That is why I decided to compile my fundamental understanding and long research

experience in this specialised field and present it in the form of a book when I was

invited to do so by Ms. Frances Gardiner (Smithers Rapra Technology, UK) after the

publication of my Rapra Review Report (No. 185) on Epoxy Resins. I am thankful

to her and her team for their cooperation and encouragement.

The major part of this book was written when I was a visiting scientist to the Institute

of Composite Materials (IVW), Technical University, Kaiserslautern, Germany.

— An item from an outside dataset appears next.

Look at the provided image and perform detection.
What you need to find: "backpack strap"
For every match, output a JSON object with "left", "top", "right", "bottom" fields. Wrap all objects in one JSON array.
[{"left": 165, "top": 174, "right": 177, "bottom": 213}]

Alexander von Humboldt foundation, Germany, was the sponsor for my fellowship

and Professor J. Karger-Kocsis was my host, who has advised and encouraged me

during my entire research stay in Germany. Dr. Thomas Abraham, who was a post

doctoral fellow from the very beginning of my tenure in IVW, had helped me a lot

to prepare the large number of figures for the book. Dr. Wanjale joined as a post

doctoral fellow in IVW at a later part of my tenure and also helped me to a certain

extent. I would like to acknowledge all of their contributions. I wish to thank Dr.

Narayana Das, Director, Naval Materials Research Laboratory (NMRL), Dr. B.C.

Chakraborty, Head of polymer division, NMRL and my other colleagues of NMRL

for their encouragement and supports.

I have divided this book into seven chapters. It starts with a general introduction to

thermosets, which includes network concept, additives and techniques/instrumentations

(their principles) used to characterise a thermoset resin. The chemistry, properties

and applications of individual thermoset resins are discussed in Chapters 2 and 3.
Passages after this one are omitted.